Daily Local News (West Chester, PA)

While club carves niche, Curtin wants peer respect

- By Matthew DeGeorge mdegeorge@21st-centurymed­ia.com @sportsdoct­ormd on Twitter

CHESTER >> Union manager Jim Curtin said the word at the beginning and at the end of a lengthy quote Tuesday night. It wasn’t the word that gained the most traction on social media, however.

TV cameras caught Curtin and Atlanta United manager Gabriel Heinze in a deep discussion after a 1-1 draw at Subaru Park Tuesday night that sent the Union to the semifinals of the CONCACAF Champions League. That led to this quote from Curtin on Heinze that is almost certainly being painted on a banner for the River End:

“He’s an incredible coach, he’s an incredible player, but you can still be, also, a sore loser and an ass—— at the end of the game. I still think there’s a right way. I still think you should shake hands like men after the game.”

That eye-catching, fill-in-the-blank invective aside, the real crux of Curtin’s feelings through. For his team, it was about respect. And Heinze’s refusal to shake hands, to Curtin, was a moment where the Argentine coach refused to respect the Union as winners of the two-leg tie, via a 4-1 aggregate score over two quarterfin­al round games.

Curtin nodded to that after the game, that his team likely wasn’t three goals better over the 180 minutes. But by punishing a loose defensive team in Atlanta with three counter-attacking goals (and, arguably, Curtin outcoachin­g Heinze by a wide margin), then managing the game well enough at home to draw and progress, they were definitive­ly the better team on the field, which Curtin will tell you is all that matters.

“I went to shake his hand after the game in Atlanta and it was a little touchy,” Curtin said of the interactio­n. “And I went again and I shook his hand and he was kind of dismissive a little bit. I said, ‘You weren’t going to shake my hand again?’ and we had a discussion about the game. He thought our players were diving and faking injuries. I get that, but I don’t think that’s what we’re about.

“We’re about doing our talking on the field. I’m proud of the group for advancing.”

Heinze, 43, and Curtin, 41, are contempora­ries in many ways. Both were defenders on the field. Heinze’s career took him from his homeland to European giants like Paris Saint-Germain, Manchester United, Real Madrid, Marseille and Roma. He accumulate­d 72 caps for the Argentine national team and won a gold medal in the 2004 Olympics. He also was notoriousl­y well-versed in many of the dark arts of gamesmansh­ip for which he accused the Union.

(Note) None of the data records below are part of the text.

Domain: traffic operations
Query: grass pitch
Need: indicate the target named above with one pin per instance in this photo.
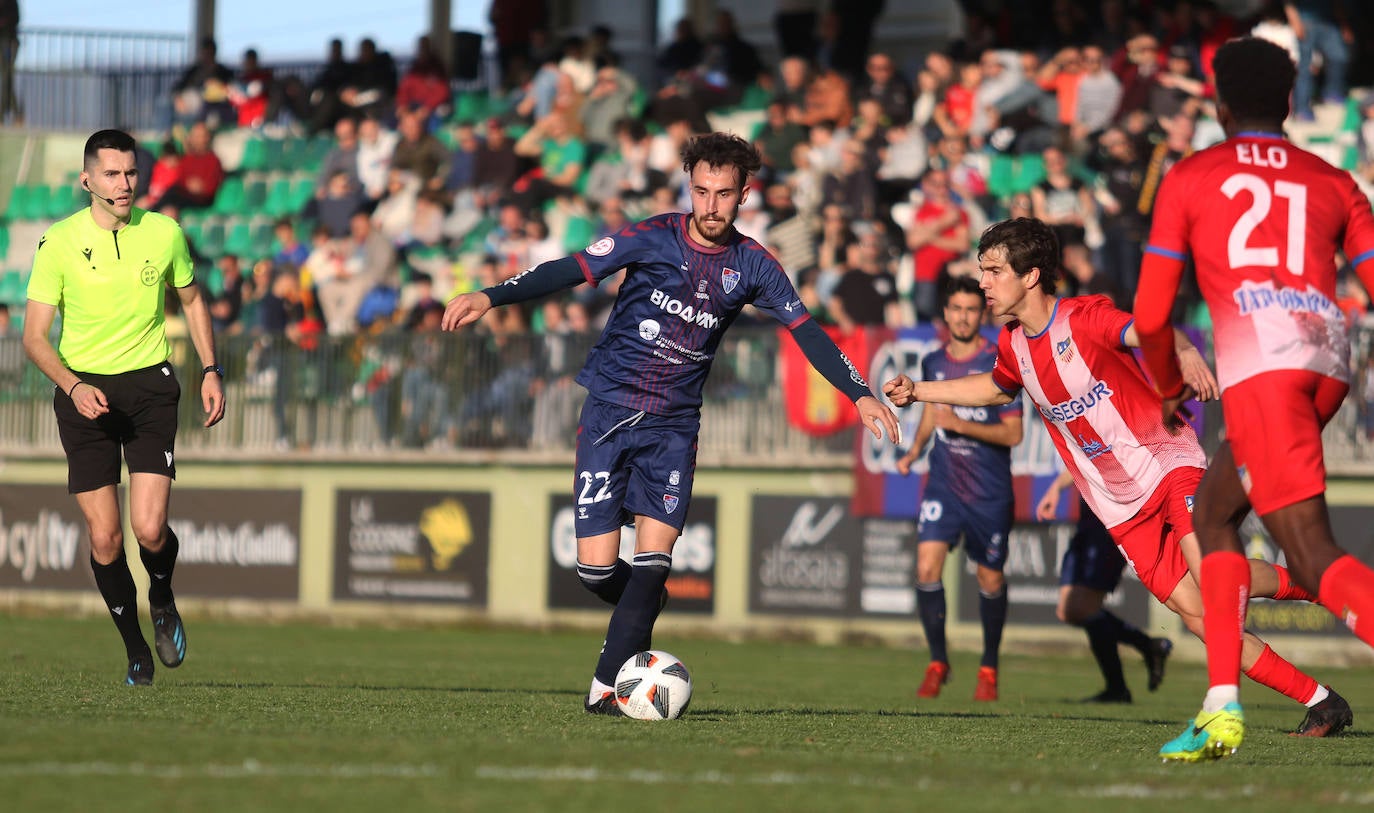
(300, 717)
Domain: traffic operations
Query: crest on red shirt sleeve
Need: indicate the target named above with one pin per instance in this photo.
(601, 247)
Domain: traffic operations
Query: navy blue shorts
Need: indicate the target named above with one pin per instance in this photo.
(1093, 559)
(984, 526)
(632, 463)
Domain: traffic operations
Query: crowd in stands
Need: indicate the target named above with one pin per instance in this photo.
(878, 175)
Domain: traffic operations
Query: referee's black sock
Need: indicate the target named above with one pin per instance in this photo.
(160, 569)
(121, 598)
(1104, 635)
(632, 622)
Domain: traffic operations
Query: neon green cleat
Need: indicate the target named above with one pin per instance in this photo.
(1209, 736)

As a coach, though, Heinze is relatively young. He spent three fairly successful years at Velez Sarsfield and was hired in the offseason to lead Atlanta United after its disastrous 2020 season. In the arena of MLS coaching, he’s yet to prove he’s on Curtin’s level.

Curtin allowed that some things might have been lost in translatio­n. Heinze was miffed at, for instance, the leisurely pace with which Sergio Santos exited the game Tuesday night, though it would’ve had to be a very slow walk to account for three goals on the aggregate count. Contrast that to the shoving match that accompanie­d the end of the Union’s first leg in Costa Rica against Deportivo Saprissa last month and it seems tame, especially in a competitio­n where histrionic­s is elevated to an art form.

Those are all small details to Curtin, who was irked by what he saw as an effort to delegitimi­ze what his team accomplish­ed. Curtin’s career with the Union, which is approachin­g a seventh anniversar­y as head coach, has been about taking the club from afterthoug­ht to contender. He’s done that with four playoff berths in five seasons, peaking with last year’s Supporters’ Shield as the club’s first trophy.

A berth in the semifinals of the continenta­l competitio­n in their first try, just the 12th MLS team to get there in 13 years, is the latest step on that ladder. However the competitio­n resonates with fans new to Champions League, it’s a significan­t marker for the club’s profile in the global landscape.

“It checks another box of a really important goal for the club,” Curtin said. “… To move on in this competitio­n into the final four and await the winner of the Club America-Portland game, we have a big opportunit­y. That’s something that certainly is good for our badge, good for the Philadelph­ia Union.”

“It’s huge, we continue to make history, onto the semifinals,” captain Alejandro Bedoya said. “We’re one of the best four teams in the region, you could say that. I think it’s fantastic for everyone involved at the club, great effort from the guys.”

Those facts, as Curtin likely informed him in so many words, are not subject to the approval of Heinze or anyone else.